On the driving range Sunday at Torrey Pines, Phil Mickelson was hitting driver, warming up for his 9:20 a.m. tee time in the final round of the 108th U.S. Open. This was not where the hometown boy expected to be Sunday morning—an afterthought after the most exciting Saturday in the championship's history—or that the club he was hitting would once again be the focus of another painful U.S. Open defeat. Yet on this Father's Day, the mood was light. "Hey Bones," Mickelson said to caddie Jim Mackay, "do you think you could get me yardage from the fairway today?" Mackay laughed along with Mickelson and swing instructor Butch Harmon.

Mickelson won a Masters with two drivers and just three weeks ago captured the Crowne Plaza Colonial using five wedges, one of which he used to extricate himself from an errant 72nd-hole drive. So perhaps it wasn't outlandish to assume he could win a U.S. Open without a driver.

But when Tiger Woods outdrove him at times by 50 yards and outscored him by six strokes during the first two rounds of their featured group, Mickelson's decision to bench his driver became the biggest second-guess of the championship—and maybe Mickelson's career. Saturday, Mickelson awoke at his Rancho Santa Fe home to a headline in the San Diego Union-Tribune that read, "Mickelson's no-driver experiment a flop." On the first tee that day, the biggest ovation went to Tiger. "The second biggest [was] when Phil took the headcover off his driver," said USGA starter Ron Read.

It didn't matter that Mickelson was trying to avoid the wide-left miss that cost him at Winged Foot two years ago.

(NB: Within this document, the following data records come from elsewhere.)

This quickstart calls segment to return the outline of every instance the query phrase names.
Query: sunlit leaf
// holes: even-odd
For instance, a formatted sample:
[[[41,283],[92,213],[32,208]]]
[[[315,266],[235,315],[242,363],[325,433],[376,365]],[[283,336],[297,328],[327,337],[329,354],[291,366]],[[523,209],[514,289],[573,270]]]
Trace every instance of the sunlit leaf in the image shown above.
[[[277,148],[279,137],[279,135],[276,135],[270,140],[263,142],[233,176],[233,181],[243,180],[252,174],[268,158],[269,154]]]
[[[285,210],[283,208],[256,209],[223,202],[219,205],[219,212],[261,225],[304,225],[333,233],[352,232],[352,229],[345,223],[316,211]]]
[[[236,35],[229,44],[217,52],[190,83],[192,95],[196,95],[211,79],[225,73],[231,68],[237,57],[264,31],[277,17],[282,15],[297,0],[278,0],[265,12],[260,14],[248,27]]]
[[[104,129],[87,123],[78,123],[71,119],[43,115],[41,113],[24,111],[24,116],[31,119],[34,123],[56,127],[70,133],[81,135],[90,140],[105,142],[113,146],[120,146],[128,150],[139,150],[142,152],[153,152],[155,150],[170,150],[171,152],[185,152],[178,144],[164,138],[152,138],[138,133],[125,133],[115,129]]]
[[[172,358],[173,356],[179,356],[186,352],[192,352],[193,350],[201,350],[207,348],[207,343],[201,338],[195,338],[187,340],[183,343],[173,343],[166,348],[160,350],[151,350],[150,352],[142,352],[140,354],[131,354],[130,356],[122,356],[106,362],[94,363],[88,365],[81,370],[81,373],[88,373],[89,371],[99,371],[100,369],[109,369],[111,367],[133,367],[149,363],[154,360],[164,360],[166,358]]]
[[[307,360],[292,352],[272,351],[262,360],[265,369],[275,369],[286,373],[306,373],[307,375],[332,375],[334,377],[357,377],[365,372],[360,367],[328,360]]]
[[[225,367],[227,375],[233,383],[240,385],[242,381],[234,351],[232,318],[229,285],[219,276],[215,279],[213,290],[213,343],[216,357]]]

This was the longest course in Open history, and just about every expert except Harmon piled on Mickelson and short-game guru Dave Pelz—who provided data that led to the decision to sacrifice distance for accuracy. "I don't have a problem with the decision but with the execution," Harmon said.

Two weeks before the Open, Mickelson gave hints he wasn't going to attack Torrey South in the conventional way, saying he expected to hit driver only four to six times per round. In the interim, Pelz emphasized to Mickelson that playing from the fairway was going to be the key for the week. Their plan was based on a club Mickelson had made for him at the Callaway facility, a 13-degree FT Fairway 3-wood bent to 11.5 degrees. Able to carry shots hit with that club 280 yards, with 20 yards of roll, Mickelson was hoping to put less stress on his short game by keeping his ball in the fairway.

The plan backfired when Mickelson hit just 12 fairways, made only six birdies and shot rounds of 71-75. Woods closed out that second day by reaching the 612-yard ninth and two-putting for a 68, while Phil lagged behind and made bogey. Still, Pelz defended the plan, pointing out that Rocco Mediate played his way into Monday's playoff by averaging about 283 yards off the tee. "I still think it was the correct decision, but Phil had to make it," Pelz said. "I don't know anybody who can hit a driver straighter than a 3-wood."

The usually gracious Mickelson refused to speak to reporters after his round Friday evening, but by Saturday he appeared over the frustration—even after making a 9 at the par-5 13th on his way to a 76. In his post-round news conference, he drew a ripple of laughter by saying the last time he had made 9 at 13 was when he was 8 years old. "Hitting driver just threw me off," he deadpanned.

For most of the week, Mickelson appeared better at the one-liner than the one-putt, preferring to make light of his inability to close out U.S. Opens rather than wallowing in the darkness of four runner-up finishes and this latest empty week. Before last week's championship was over, he already was looking ahead to next year's venue, the Black Course at Bethpage State Park near New York City—site of "one of my best memories in the game of golf I've ever had," he said. There, at the 2002 Open, he stole the audience but not the title from Woods.